An email has been making the rounds for some time regarding the obscene profits enjoyed by drug companies... it is useful to go over the economics raised in the email one more time.
The email casts the authors as intrepid investigators in the mold of Mike Wallace:Did you ever wonder how much it costs a drug company for the active ingredient in prescription medications? Some people think it must cost a lot, since many drugs sell for more than $2.00 per tablet ... In our independent investigation of how much profit drug companies really make, we obtained the actual price of active ingredients used in some of the most popular drugs sold in America.
There follows a list of 16 drugs. For example, we are told that 100 tabs of Prozac retail for $247.47, while the cost of the raw ingredients is only 11 cents, a markup of 224,973%! Gasp! Where's my pitchfork, Ma?
...Let's assume that the numbers in the email are correct (I have no idea if they are). If you paid 11 cents for the precursors of your Prozac, could you make the drug? I couldn't either. If you scooped up some sand on the beach, could you fabricate the CPU in your computer? Intel did-and charged you a couple hundred dollars for it. How can they get away with that?
When there's little value-add to raw ingredients-say, turning Bessie Moocow into a Happy Meal-the markup is relatively low. But in high-tech industries the intellectual property is far more important than the cost of the precursors. Heck, even in an established industry there's a healthy markup. The spot price for iron ore is about $90 per ton.

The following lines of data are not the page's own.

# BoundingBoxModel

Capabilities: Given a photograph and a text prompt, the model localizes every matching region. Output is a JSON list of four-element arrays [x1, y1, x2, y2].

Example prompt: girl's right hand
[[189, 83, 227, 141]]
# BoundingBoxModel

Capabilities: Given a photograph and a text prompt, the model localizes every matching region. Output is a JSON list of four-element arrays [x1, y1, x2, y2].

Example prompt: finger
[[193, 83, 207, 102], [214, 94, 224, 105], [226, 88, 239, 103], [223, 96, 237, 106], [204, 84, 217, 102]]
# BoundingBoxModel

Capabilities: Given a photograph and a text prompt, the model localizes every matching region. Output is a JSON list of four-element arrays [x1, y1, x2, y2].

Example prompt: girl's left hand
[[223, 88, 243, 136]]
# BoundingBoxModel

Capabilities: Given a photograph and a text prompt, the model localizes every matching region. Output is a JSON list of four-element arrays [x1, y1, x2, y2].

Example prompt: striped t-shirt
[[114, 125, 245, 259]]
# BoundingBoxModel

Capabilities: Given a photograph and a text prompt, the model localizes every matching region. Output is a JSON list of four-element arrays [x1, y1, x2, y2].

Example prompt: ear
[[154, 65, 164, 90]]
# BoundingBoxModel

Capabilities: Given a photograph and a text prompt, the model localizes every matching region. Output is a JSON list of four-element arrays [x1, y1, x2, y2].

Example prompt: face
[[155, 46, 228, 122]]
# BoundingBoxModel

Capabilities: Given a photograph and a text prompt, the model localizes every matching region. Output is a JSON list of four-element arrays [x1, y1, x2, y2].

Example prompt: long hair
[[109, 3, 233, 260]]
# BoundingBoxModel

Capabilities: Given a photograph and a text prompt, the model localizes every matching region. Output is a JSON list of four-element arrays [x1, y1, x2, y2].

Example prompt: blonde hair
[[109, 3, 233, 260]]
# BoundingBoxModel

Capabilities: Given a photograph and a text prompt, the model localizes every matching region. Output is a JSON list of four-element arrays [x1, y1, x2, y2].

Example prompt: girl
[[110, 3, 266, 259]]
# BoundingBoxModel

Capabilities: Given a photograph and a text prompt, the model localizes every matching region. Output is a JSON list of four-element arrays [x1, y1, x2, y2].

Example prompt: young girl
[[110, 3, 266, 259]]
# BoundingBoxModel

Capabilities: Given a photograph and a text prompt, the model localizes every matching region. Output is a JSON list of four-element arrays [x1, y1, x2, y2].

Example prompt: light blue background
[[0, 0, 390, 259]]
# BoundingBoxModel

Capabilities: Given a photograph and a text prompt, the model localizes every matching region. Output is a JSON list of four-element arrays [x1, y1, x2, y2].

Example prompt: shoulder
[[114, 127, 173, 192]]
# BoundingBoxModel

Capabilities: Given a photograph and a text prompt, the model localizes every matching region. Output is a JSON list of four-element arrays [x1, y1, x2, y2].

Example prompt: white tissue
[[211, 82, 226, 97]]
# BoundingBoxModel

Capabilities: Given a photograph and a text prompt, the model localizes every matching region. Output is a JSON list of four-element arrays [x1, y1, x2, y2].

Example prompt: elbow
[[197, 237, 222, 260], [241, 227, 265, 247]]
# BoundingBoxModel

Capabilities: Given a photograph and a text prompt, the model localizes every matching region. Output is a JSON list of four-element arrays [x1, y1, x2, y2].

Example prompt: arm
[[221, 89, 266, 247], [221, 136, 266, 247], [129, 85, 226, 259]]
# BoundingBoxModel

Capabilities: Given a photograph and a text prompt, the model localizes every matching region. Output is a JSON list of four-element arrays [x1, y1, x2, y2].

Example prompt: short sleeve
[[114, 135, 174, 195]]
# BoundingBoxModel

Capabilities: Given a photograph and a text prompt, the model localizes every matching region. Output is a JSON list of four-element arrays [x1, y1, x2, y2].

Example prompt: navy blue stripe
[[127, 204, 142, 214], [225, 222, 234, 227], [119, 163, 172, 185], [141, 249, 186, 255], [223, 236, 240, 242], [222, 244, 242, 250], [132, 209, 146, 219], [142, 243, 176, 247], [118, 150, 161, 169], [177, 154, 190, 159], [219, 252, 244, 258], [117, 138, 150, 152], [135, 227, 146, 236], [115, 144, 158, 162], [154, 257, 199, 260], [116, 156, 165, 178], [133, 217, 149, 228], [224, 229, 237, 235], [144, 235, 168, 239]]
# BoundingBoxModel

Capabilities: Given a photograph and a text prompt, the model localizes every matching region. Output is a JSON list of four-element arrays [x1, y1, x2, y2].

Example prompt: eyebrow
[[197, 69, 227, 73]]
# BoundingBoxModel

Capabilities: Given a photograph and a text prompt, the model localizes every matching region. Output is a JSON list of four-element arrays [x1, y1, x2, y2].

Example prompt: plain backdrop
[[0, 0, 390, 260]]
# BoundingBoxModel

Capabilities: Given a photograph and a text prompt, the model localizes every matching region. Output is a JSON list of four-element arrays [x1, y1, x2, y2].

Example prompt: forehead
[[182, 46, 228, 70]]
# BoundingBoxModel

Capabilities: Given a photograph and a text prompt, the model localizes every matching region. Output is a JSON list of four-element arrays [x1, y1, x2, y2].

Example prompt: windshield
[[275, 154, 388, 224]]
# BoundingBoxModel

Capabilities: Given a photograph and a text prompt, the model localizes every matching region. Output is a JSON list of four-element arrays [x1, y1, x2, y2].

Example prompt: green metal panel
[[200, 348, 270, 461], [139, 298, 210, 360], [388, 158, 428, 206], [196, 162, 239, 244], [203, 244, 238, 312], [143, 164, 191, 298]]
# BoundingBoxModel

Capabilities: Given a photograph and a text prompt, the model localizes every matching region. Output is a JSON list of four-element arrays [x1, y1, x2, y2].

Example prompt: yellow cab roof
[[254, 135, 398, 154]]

What? Infiniti charges $35,000 for a G37 when the main ingredient is worth $150? That's over 23,000% markup, man! Ripoff!
If you had a ton and a half of ore dumped in your driveway, could you transform it into your Infiniti?
This question taps into a fundamental economic reality that the political left just doesn't seem capable of understanding: THE ENGINE OF CAPITALISM IS THE HUMAN MIND.
Not a day goes by that the political left in this country doesn't rage against capitalism and business; against the profit motive and the pursuit of money. They routinely scapegoat capitalists and businessmen-- just because they are capitalists and businessmen. They show utter contempt for materialism and wealth; and yet somehow , by some mysterious, magical method, they expect that human poverty and misery will be miraculously "cured" by the unrealistic economic fantasies inherent in Marxism, socialism, and communism.
Oh, the left always masks the underlying psychological objectives of their rage by couching all the anti-capitalist rhetoric in terms of "helping the 'oppressed' or the 'little people'"; or with vague terms like "celebrating diversity" and seeking "social justice"; but make no mistake, their ultimate goal is power over others--which translates in the real world to enslaving the human mind.
The left have little or no desire to use human ingenuity or achievement to find innovative solutions to problems in health care; or to create new pharmaceuticals that might mitigate human suffering. They aren't capable of understanding or appreciating the political and economic freedom necessary to facilitate the creative process.
They are not really interesting in keeping the planet healthy (except insofar as they can also control human enterprise and the markets). Nor are they truly concerned about human misery and poverty except to the extent that it can be manipulated to achieve power. They aren't capable of understanding human nature.
In their frenzied attempts to remake humankind into some sort of monstrous ideal; and the underlying fierce denial of basic human nature that defines their ideology, they betray themselves: They are motivated by a hatred of all that makes us human in the first place.
Everything about the left these days is rather infantile. Like children who never question where their toys come from (Santa? Obama?), they believe wealth is created out of mere nothingness. This is easy for them to believe since they haven't a clue how to create it themselves. They only know how to steal it from others.
The creation of weath requires a human mind. Stealing it only requires brute force.